The story focuses a lot on Twilight’s behavior during her magical purge, but a lot of her behavior felt a bit underwhelming. Several of Twilight’s major arguments (like Celestia sending others to do her dirty work) are regurgitated fandom cliches. Ideas like Celestia being lazy have been flung around the fandom so much that they aren’t interesting on their own, and the story doesn’t have high-on-dark-magic!Twilight regurgitate them with any new spin or real weight. This renders a lot of Twilight’s in-story complaints somewhat anemic.

Finally, the story has a very weak ending. It ends very abruptly, and the author admits in their author’s notes that they just wanted it over with. The major conflict peters off quickly, and none of the characters involved comment or reflect on it afterward. For a character piece, there’s just not enough character interaction, especially given the nature and magnitude of the events.

In a single sentence: A story that is easy to read and has some nice descriptions, but doesn’t use its premise to its fullest and ends weakly.

Verdict: Downvote. This story has an interesting premise, and on a sentence level it is easy to read. There are even some moments where the writing is quite nice. But between the weak ending and occasionally cliché ideas brought up by the characters, I don’t think there’s enough here to recommend.

A character piece should explore its characters, and this story does do that. But the way it regurgitates old ideas and overfocuses on technobabble robs that exploration of a lot of its weight and interest.

Comments ( 5 )

Naturally a story I myself can admit is kinda mediocre and cliché compared to some of my other stuff is what garners so much attention.

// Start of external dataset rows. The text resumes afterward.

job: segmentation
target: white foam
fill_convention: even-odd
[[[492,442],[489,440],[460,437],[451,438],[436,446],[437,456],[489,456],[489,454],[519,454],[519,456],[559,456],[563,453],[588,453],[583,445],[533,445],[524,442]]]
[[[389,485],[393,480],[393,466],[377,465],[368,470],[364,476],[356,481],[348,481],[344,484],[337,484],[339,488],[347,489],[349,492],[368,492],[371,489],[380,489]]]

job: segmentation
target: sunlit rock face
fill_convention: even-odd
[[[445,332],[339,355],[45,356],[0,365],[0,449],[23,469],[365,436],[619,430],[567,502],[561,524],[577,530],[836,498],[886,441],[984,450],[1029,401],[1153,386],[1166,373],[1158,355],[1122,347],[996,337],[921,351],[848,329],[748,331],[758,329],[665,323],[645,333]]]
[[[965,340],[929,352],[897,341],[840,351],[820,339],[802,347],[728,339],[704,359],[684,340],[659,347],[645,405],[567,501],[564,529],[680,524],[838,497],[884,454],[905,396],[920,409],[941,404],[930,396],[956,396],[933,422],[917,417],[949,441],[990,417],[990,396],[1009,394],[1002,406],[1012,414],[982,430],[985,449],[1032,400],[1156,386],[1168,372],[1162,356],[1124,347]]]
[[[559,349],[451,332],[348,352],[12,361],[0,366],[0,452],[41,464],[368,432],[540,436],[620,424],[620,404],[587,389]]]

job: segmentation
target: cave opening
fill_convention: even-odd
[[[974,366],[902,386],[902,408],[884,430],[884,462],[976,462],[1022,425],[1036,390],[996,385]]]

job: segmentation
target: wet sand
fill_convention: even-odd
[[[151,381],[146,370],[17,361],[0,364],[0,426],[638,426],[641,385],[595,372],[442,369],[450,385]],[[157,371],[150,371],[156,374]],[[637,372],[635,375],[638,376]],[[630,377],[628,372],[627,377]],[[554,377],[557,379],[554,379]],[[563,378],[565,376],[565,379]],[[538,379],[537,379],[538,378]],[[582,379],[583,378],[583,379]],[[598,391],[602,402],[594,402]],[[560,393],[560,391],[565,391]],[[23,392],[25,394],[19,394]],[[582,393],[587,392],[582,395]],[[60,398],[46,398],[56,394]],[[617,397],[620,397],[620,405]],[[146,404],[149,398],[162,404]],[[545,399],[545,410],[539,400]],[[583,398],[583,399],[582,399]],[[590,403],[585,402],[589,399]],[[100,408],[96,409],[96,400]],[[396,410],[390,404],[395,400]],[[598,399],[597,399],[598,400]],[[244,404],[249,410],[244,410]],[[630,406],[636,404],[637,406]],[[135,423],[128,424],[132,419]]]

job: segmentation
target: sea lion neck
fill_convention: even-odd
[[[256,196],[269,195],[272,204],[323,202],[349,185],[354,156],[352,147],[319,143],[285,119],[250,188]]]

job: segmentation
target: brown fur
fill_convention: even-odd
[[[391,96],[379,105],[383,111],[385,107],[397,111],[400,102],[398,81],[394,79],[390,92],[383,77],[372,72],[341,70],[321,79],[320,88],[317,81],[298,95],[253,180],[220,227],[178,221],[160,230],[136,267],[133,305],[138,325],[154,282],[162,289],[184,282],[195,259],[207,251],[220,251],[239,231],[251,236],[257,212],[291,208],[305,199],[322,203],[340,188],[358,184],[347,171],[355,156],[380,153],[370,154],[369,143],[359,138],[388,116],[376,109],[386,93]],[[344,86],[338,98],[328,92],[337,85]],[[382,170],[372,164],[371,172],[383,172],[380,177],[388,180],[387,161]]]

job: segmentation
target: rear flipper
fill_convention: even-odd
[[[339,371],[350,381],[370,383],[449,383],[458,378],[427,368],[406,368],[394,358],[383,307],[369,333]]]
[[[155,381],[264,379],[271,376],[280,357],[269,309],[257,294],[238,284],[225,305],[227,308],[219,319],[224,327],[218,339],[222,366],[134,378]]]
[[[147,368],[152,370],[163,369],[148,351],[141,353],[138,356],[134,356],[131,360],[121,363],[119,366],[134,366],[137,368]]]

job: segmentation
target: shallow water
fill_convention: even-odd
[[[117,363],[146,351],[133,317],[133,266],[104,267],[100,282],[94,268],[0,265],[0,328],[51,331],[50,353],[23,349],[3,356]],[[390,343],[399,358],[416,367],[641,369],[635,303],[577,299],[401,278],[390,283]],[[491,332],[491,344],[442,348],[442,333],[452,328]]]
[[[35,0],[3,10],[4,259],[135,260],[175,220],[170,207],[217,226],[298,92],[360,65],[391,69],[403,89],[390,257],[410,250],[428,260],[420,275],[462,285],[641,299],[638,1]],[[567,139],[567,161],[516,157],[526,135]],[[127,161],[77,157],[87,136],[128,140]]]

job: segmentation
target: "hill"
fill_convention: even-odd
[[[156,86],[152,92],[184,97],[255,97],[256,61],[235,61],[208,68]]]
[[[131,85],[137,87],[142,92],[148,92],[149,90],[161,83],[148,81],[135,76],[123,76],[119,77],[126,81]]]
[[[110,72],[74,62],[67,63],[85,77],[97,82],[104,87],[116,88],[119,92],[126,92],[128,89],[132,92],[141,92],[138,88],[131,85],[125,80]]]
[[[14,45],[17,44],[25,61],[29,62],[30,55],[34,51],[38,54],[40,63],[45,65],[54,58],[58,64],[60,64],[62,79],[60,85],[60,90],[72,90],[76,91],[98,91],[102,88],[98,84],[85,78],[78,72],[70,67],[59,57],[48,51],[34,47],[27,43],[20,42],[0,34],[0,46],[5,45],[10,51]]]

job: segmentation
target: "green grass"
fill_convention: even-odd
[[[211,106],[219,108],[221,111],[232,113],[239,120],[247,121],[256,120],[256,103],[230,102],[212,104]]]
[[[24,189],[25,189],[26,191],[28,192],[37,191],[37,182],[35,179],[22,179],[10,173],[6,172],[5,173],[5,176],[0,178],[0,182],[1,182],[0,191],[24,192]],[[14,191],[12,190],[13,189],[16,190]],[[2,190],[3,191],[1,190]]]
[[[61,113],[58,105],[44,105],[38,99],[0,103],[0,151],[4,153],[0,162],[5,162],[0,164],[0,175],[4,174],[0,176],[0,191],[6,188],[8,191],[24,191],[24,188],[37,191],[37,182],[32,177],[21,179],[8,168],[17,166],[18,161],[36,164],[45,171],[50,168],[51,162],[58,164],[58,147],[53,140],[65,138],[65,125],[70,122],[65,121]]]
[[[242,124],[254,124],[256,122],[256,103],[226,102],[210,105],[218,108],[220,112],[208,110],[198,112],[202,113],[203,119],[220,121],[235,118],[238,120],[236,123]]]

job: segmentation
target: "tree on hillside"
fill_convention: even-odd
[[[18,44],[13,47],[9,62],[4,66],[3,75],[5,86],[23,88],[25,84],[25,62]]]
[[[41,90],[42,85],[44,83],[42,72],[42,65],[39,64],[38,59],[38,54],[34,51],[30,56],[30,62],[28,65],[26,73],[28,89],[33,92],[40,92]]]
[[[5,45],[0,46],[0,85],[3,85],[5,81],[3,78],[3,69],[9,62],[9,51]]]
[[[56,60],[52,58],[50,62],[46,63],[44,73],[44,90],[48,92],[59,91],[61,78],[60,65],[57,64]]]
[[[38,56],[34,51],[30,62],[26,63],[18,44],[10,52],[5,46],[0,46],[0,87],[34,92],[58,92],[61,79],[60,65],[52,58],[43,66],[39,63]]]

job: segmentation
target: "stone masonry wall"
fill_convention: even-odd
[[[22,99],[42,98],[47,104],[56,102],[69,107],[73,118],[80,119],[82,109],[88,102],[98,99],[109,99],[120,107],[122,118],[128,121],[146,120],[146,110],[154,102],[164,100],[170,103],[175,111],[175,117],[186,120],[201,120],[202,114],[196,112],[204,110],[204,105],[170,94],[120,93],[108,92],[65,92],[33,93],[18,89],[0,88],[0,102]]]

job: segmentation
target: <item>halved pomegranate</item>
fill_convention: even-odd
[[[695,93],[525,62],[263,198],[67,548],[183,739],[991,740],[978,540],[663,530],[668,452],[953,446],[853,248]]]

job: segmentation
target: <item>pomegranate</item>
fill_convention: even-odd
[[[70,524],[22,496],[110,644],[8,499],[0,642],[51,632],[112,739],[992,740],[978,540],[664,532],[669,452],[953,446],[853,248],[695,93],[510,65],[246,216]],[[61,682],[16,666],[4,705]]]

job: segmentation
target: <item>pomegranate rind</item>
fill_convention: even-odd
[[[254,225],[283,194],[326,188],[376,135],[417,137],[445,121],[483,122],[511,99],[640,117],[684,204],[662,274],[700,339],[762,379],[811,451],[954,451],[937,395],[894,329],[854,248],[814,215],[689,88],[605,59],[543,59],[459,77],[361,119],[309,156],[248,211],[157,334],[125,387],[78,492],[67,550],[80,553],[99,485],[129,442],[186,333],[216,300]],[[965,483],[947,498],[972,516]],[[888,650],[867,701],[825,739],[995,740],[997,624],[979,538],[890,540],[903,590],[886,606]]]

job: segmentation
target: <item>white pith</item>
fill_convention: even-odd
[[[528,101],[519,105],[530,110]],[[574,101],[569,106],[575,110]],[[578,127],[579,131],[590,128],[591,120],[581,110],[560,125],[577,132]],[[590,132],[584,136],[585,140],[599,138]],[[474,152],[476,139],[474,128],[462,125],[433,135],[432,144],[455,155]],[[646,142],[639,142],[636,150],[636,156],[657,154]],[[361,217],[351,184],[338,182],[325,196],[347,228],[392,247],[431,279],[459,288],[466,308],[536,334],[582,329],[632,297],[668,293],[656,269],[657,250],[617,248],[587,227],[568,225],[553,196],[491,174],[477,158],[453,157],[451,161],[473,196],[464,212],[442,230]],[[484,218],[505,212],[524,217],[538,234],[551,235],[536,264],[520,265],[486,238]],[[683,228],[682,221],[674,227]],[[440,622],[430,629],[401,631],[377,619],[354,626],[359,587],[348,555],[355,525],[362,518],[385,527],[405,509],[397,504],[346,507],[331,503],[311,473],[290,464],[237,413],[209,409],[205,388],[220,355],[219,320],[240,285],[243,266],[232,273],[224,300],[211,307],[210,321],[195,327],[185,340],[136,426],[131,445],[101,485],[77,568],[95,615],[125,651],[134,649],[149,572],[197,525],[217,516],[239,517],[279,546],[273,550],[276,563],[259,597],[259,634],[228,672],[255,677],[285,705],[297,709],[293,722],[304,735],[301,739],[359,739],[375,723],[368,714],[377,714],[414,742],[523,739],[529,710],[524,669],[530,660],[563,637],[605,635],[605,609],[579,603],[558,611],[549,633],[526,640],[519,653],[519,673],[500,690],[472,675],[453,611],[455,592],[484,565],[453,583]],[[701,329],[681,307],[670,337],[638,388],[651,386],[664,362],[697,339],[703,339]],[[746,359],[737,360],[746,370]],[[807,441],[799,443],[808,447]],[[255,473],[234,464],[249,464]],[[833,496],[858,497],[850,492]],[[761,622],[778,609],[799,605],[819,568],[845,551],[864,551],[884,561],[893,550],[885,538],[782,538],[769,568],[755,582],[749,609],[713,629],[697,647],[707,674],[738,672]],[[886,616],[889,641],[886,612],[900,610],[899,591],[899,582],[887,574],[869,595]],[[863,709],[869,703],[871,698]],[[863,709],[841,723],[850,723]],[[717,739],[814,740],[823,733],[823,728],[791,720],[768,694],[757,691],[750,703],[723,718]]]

Anyways, thanks for the review. Very comprehensive. Nothing here I can object with.

Although...

the author admits in their author’s notes that they just wanted it over with.

Nah, it was more a matter of "I have less than an hour to get it into the contest submission thread and I still have to edit it so I'd better hurry this up"

4004138 I think that the premise was certainly a large factor in the story's popularity. Also contests have a habit of increasing story traffic. Ultimately, though, predicting which of your works is going to be popular is a crapshoot, like any other subjective thing. My first 3 popular stories were and are complete garbage, for example :derpytongue2:

Synthetic Bottled Sunlight is actually on my read later list, but I tend to prioritize shorter things and complete things.

PresentPerfect
Author Interviewer

4004138
I know this pain.

4004229
4004138
Premises are the #1 factor in predicting story traffic. Bad Horse called "I Have This Friend..." as being featured without seeing anything but the story summary. CV has called a number of my stories as being featured in advance, as have a few other folks I've had edit for me.

Premise + cover art + title are what drives most traffic to a story. This is why quality is a relatively poor predictor of success, though it can help - especially if it makes other people blog about/promote/link to your story elsewhere.

4004229

Synthetic Bottled Sunlight is actually on my read later list, but I tend to prioritize shorter things and complete things.

Well, I sincerely hope you enjoy it when/if you ever get around to it. A lot more planning and effort certainly went into that story than this one.